Texas Railroad Commissioner David Porter said he would push the Railroad Commission – the state’s main drilling regulator – to complete the entire rulemaking process by July 1, 2012.
“In order for Texans to maintain confidence in the oil and gas industry, it is important for us to get this done as quickly as possible,” Porter said in a statement. “We need to assure the public that hydraulic fracturing is safe and responsible – and has been for the past sixty years – and we need to do it now.”
Under existing rules, companies must list just some of the chemicals used in fracturing on Material Safety Data Sheets, documents kept on worksites to help officials respond to emergencies such as spills or accidental exposures to hazardous chemicals. Some chemicals are exempt if the companies claim they are trade secrets, while others simply aren’t covered by the requirements.

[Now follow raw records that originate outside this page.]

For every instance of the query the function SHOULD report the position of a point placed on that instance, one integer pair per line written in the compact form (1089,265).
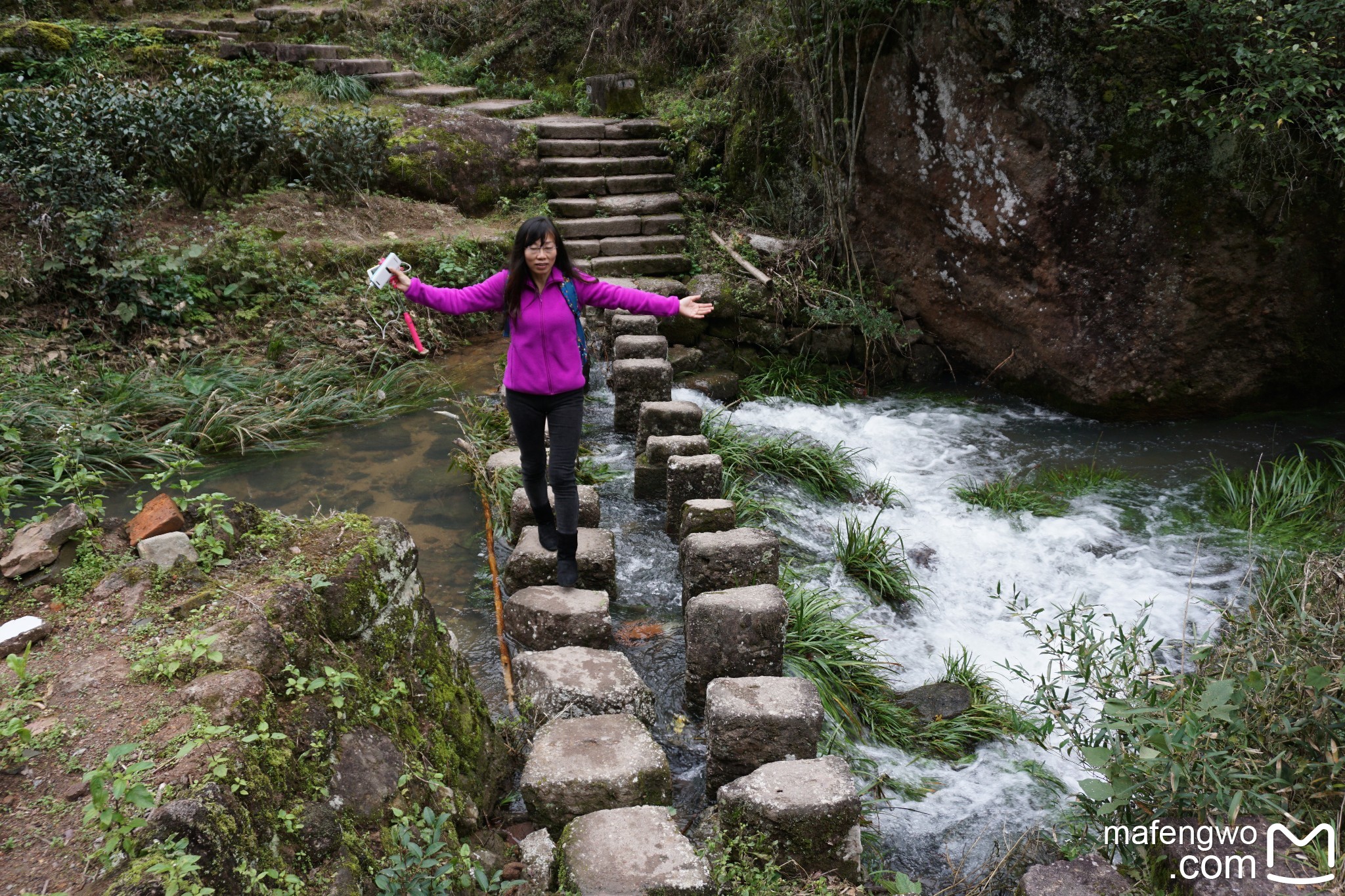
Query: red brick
(159,516)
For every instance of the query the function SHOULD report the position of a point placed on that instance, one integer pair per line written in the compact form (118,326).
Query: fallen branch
(748,267)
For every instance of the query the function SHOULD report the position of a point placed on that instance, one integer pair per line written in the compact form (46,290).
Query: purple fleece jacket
(544,355)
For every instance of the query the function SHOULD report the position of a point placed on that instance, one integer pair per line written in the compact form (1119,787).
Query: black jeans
(563,414)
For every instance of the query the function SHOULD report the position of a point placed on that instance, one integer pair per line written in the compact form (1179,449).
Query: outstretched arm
(611,296)
(487,296)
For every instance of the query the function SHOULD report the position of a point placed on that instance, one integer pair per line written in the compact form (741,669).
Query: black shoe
(567,568)
(546,528)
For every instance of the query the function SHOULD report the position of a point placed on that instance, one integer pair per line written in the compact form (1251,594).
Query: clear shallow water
(1119,551)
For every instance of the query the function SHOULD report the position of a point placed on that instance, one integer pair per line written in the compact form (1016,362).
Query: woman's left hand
(693,308)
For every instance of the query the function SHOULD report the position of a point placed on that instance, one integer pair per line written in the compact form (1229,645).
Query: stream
(1119,550)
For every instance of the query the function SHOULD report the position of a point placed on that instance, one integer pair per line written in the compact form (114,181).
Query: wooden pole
(748,267)
(499,602)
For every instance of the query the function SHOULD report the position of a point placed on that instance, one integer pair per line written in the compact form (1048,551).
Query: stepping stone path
(596,778)
(613,196)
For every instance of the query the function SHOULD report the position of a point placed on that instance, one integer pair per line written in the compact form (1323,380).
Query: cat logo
(1301,882)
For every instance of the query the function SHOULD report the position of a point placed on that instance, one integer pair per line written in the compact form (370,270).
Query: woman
(544,373)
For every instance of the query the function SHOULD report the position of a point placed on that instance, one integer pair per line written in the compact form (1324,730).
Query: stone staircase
(612,195)
(596,781)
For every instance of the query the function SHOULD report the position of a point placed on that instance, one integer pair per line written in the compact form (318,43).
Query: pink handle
(414,335)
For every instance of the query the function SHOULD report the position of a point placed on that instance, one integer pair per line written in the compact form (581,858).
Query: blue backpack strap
(572,299)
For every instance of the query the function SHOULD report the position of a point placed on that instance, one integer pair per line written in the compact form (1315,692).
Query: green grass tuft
(1042,492)
(332,86)
(820,471)
(876,559)
(799,378)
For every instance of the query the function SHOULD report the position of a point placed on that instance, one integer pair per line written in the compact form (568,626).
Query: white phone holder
(381,273)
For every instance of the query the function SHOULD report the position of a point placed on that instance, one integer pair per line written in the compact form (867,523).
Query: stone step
(549,617)
(625,347)
(734,633)
(617,206)
(808,806)
(606,165)
(635,382)
(738,558)
(651,468)
(581,681)
(529,565)
(635,265)
(568,187)
(631,852)
(435,95)
(393,79)
(667,418)
(690,477)
(572,129)
(615,148)
(619,226)
(494,108)
(521,511)
(707,515)
(581,766)
(753,720)
(366,66)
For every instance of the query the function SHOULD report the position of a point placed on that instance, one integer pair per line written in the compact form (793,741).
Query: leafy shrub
(211,135)
(341,152)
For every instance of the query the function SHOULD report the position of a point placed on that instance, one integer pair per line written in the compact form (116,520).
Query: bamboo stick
(748,267)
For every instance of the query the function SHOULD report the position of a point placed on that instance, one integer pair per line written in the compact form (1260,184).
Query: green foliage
(1269,72)
(120,419)
(116,794)
(1246,725)
(871,558)
(820,471)
(1042,492)
(1293,501)
(332,86)
(340,152)
(423,864)
(186,654)
(799,378)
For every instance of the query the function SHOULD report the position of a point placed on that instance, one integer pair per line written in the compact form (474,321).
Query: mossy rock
(41,39)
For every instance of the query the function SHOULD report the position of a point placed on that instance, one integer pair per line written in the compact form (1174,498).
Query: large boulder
(38,544)
(462,159)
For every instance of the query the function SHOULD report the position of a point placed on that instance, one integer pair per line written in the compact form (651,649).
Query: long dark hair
(533,230)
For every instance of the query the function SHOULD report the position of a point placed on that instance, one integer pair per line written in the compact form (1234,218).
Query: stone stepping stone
(549,617)
(16,634)
(651,347)
(635,382)
(368,66)
(530,563)
(751,721)
(707,515)
(635,265)
(581,681)
(651,468)
(435,95)
(666,418)
(690,477)
(734,633)
(808,806)
(521,511)
(494,108)
(580,766)
(631,852)
(734,559)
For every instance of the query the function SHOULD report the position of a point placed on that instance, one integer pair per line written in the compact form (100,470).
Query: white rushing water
(1115,557)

In response to public concerns about hazardous chemicals, the industry voluntarily has been sharing fracturing fluid information from the data sheets for specific wells through a website, FracFocus.org.
The new Texas law makes that reporting mandatory for all wells drilled in Texas, and will require listing of chemicals not currently required on the data sheets. But the Railroad Commission had until July 2012 to write the rules for reporting the MSDS data and until July 2013 for the second set of information.
Porter’s pledge is to have all the data posted by July 2012.
The Railroad Commission will begin the rulemaking process at its next open conference this month and will hold open meetings throughout the state in coming months to gather public comment.
Last month Porter said he was working to form an Eagle Ford Shale Task Force to look at a range of issues such as water use.
Earlier this week Texas Railroad Commissioner Elizabeth Ames Jones told a congressional committee that fears of hydraulic fracturing were largely unfounded. It’s more likely that well casing problems or poor cement jobs would to lead to water contamination issues, she said.